Lawmakers are igniting a last-minute push to adopt three measures they say will improve accountability and treatment of people held in state and local correctional sites across New York, including expanding the elected officials who can visit the facilities.

Measures to increase the number of people on the State Commission of Correction, which oversees state and local correctional facilities, and make all jails and prisions subject to the state Human Rights Law sit in Senate and Assembly committees.

Legislators rallied Tuesday for their passage before the end of session with dozens of advocates and formerly incarcerated New Yorkers who were held in local jails. 

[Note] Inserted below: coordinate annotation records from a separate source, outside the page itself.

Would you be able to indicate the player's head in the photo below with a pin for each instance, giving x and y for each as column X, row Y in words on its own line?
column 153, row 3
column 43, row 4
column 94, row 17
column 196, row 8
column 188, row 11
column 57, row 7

Calls were loudest for a bill to mandate county legislators and their staff to have access to local jails at any time in efforts to improve transparency about facility conditions.

"There's certain standards of operation and all of the standards should be one of transparency and accountability for staffing and whether or not the detainees and people incarcerated are being treated in an appropriate manner," sponsor Sen. Robert Jackson said.

Jackson and his staff attempted to visit Rikers Island unannounced last year, and were forced to leave after failing to get permission to visit the New York City facility.

The law was changed in 2019 to allow state elected officials to have similar access to New York prisons.

Advocates like Assembly sponsor David Weprin say greater transparency will lead to improved safety for people in prison and correction officers alike.

Many people held in local jails have not been convicted of a crime.

"If these local officials, local, correctional and local jail administrators have nothing to hide, there's no reason why they should object to access by government officials," Weprin said.

But some Republican lawmakers at the county level are joining forces against the measure. 

They argue county lawmakers should not have unfettered access to local correction facilities, saying they have full faith in the area sheriff to oversee a jail.

"I want things to be fair in the jail," said Albany County Legislator Mark Grimm, a Republican from Guilderland. "But that's why we have elections for sheriffs every four years."

More than two dozen Democrats on the Albany County Legislature have signed onto a proclamation in support of the proposed legislation.

Grimm is one of 10 Republican lawmakers in the county who unanimously oppose the proposal. 

He says counties should be able to decide if their elected officials should have unrestricted access to local jails if the law changes.

"I believe this should be up to the individual counties," he said. "And once again, it's the heavy hand of state government imposing its will on the county."

Senators are expected to discuss and vote on the measure in the coming days. 

It's unclear if lawmakers will prioritize the three bills and adopt them within the next three weeks.